Classics
黃帝內經
The Yellow Emperor’s Inner Canon
Compiled c. 1st century BCE
The single most important text of Chinese medicine. Composed in two parts — 《素問》(Suwen, Plain Questions) and 《靈樞》(Lingshu, Spiritual Pivot) — it establishes yin–yang, the five phases, qi, blood, the meridian system, and the dialogic teaching method that Chinese medicine has retained for two millennia.
Authorship
Anonymous, attributed to the legendary Yellow Emperor and his physician Qi Bo
Structure
Two books, 162 chapters
Suwen (81 chapters) is dialogue-format on physiology, pathology, and prevention. Lingshu (81 chapters) focuses on acupuncture and the meridians. CAAHM students read selected chapters in their first three years, with full-text capability expected by graduation.
Selected passage
上古之人,其知道者,法於陰陽,和於術數,食飲有節,起居有常,不妄作勞,故能形與神俱,而盡終其天年。

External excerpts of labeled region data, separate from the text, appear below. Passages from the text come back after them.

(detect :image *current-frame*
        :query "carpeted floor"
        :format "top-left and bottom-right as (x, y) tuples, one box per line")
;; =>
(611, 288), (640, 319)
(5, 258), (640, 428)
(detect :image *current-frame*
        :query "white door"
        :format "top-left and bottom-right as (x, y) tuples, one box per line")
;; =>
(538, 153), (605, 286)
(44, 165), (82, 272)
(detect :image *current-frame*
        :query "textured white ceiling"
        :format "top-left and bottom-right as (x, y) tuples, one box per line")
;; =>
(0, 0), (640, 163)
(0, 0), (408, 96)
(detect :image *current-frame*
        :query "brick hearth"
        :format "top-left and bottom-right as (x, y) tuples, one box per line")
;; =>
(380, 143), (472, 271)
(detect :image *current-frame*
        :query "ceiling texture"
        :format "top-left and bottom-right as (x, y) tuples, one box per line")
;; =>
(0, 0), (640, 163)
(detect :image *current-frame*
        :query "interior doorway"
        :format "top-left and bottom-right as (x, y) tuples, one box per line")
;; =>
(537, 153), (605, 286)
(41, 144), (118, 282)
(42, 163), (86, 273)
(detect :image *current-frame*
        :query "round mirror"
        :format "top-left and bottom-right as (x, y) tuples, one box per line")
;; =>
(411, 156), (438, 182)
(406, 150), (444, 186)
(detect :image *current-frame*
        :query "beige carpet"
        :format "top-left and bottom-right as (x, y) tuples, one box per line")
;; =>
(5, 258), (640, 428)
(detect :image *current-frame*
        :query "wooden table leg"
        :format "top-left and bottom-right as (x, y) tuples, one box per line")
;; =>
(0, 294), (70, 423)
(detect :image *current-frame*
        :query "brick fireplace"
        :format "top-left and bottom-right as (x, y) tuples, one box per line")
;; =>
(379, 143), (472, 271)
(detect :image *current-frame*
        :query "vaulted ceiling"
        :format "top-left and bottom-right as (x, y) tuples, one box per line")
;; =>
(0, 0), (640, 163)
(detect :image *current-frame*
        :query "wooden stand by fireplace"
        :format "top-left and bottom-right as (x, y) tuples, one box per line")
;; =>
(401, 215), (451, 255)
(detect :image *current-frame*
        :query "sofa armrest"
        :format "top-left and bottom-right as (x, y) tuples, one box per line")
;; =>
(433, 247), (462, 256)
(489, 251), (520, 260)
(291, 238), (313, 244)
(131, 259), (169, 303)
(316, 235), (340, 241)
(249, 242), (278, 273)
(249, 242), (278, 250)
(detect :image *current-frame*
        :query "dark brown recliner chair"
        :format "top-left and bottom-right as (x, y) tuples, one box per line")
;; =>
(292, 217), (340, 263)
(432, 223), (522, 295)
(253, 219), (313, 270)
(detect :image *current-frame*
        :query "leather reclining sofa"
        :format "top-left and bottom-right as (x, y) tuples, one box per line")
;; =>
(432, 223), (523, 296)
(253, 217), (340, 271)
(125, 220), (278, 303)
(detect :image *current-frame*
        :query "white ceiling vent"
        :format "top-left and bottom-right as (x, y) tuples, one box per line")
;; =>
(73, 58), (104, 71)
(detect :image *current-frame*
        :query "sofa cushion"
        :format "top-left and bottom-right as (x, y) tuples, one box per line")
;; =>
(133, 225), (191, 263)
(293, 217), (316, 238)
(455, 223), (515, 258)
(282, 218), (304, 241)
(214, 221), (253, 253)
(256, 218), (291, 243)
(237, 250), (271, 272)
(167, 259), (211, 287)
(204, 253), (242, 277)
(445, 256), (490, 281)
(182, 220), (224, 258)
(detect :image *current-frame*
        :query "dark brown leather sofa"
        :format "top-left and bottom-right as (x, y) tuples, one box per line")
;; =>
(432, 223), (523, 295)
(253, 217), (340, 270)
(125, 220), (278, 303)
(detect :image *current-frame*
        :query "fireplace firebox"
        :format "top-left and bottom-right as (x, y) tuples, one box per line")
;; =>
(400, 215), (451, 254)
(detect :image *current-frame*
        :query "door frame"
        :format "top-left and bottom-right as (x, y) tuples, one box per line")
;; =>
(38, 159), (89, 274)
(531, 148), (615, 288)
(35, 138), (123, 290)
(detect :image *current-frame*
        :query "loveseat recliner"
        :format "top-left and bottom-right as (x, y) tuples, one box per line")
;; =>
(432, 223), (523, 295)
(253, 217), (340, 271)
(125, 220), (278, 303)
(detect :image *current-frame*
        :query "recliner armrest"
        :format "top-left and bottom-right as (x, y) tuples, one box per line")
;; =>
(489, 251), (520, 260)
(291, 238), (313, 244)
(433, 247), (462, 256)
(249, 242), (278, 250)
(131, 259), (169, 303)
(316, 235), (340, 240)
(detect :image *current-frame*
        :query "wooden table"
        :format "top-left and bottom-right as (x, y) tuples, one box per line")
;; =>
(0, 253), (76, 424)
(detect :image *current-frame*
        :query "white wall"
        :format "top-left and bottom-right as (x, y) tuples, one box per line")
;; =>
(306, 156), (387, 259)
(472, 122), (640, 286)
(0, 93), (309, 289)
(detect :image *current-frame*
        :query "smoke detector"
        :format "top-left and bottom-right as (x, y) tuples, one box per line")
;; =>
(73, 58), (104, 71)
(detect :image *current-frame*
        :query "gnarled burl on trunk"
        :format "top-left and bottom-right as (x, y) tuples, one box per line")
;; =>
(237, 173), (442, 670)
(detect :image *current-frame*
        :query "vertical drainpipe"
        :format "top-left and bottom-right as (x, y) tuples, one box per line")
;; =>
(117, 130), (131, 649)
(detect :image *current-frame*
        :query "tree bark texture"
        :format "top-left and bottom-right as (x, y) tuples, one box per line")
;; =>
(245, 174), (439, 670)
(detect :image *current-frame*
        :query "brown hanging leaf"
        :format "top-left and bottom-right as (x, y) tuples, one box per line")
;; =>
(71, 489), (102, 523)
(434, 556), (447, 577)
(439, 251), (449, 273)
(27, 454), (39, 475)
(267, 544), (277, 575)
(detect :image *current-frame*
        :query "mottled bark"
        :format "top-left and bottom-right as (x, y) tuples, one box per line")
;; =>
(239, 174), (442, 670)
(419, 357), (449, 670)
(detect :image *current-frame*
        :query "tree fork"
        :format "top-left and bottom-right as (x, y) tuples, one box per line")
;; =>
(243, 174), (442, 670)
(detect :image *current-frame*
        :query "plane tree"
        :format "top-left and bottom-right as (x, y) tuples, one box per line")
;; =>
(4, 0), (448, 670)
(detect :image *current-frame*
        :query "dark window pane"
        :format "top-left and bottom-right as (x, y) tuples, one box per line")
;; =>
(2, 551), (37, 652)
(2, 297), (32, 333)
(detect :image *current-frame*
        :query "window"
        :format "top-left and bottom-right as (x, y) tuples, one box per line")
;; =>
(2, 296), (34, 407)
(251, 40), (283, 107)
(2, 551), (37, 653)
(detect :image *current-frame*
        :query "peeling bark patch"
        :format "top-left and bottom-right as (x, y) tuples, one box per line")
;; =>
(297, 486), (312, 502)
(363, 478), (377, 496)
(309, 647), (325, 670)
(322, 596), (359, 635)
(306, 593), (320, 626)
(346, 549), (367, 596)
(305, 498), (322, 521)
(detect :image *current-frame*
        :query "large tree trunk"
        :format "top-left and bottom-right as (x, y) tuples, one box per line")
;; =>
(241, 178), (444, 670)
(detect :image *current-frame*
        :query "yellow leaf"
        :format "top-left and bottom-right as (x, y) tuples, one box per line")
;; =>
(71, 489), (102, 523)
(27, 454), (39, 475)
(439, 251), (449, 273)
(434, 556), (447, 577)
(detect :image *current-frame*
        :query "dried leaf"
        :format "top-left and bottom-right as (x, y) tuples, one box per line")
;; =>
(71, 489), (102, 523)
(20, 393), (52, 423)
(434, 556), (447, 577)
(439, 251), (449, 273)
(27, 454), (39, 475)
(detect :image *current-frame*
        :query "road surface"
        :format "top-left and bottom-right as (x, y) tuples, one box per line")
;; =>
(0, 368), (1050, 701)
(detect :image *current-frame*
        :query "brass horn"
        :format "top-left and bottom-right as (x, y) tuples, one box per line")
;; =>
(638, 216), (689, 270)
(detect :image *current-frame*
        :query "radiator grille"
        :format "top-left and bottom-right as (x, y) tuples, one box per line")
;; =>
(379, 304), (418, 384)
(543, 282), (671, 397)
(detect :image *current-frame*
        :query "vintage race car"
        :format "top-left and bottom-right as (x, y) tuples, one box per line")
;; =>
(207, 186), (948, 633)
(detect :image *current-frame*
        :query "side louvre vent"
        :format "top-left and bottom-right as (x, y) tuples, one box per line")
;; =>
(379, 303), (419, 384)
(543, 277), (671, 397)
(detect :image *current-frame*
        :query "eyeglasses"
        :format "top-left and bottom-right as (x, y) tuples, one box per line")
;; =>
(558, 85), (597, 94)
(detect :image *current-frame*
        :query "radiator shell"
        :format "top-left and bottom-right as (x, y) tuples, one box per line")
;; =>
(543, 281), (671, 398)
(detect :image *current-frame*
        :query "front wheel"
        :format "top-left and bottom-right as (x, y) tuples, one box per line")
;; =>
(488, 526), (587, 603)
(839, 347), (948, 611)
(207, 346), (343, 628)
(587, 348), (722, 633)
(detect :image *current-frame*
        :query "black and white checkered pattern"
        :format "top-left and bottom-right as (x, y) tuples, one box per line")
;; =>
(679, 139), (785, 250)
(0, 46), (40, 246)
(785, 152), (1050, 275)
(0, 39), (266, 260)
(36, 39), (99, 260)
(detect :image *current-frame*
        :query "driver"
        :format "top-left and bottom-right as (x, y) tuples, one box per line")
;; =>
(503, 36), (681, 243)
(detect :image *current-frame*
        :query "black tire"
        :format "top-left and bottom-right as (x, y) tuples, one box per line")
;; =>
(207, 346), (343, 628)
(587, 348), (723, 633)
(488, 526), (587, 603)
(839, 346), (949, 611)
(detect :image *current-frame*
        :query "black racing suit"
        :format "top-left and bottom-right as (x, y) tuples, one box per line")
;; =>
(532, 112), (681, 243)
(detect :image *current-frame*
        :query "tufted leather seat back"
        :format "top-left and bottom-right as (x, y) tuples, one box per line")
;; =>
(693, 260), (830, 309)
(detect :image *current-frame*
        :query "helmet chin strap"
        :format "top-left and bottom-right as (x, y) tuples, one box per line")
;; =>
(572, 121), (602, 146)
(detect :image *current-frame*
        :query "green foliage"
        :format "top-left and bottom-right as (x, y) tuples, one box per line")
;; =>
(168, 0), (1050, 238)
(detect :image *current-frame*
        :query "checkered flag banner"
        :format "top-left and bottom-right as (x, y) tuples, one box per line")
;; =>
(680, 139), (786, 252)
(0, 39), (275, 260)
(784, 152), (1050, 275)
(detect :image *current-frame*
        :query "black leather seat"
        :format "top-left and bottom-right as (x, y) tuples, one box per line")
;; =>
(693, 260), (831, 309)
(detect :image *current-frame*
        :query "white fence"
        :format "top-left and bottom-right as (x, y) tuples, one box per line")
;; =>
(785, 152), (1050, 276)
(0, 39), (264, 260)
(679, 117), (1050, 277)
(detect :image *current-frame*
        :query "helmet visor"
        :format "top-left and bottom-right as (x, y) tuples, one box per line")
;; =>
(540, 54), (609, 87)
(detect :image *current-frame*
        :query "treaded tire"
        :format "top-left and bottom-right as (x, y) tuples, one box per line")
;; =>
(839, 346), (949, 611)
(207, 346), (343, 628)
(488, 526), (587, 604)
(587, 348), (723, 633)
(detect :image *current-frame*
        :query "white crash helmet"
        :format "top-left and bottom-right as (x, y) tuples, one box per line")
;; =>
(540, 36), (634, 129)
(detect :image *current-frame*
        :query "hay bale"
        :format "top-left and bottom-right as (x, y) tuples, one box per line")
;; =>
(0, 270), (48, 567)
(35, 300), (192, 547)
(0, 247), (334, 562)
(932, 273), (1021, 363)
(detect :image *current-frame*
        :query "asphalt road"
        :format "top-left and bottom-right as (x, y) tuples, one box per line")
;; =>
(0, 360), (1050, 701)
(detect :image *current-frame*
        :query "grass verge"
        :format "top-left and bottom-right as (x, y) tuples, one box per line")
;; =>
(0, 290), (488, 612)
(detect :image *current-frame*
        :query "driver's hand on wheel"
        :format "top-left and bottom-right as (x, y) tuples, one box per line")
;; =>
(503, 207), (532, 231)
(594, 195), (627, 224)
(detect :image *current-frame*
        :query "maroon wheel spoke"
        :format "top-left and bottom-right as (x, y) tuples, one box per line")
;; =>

Those of high antiquity who knew the Way modelled themselves on yin and yang, harmonised with the calculations of seasonal cycles, ate and drank with measure, kept regular hours, and did not exhaust themselves with work — therefore body and spirit were one, and they completed their natural span.
Modern research
The Neijing’s framework of constitutional types (體質) underpins modern personalised-medicine research at universities including Beijing UCM and Korea’s KIOM. Its preventive-medicine emphasis (上工治未病 — the superior physician treats what has not yet become disease) parallels modern precision-prevention frameworks.
Place in curriculum
Required in Years 1–3 of the BMed program, with classical Chinese reading lab.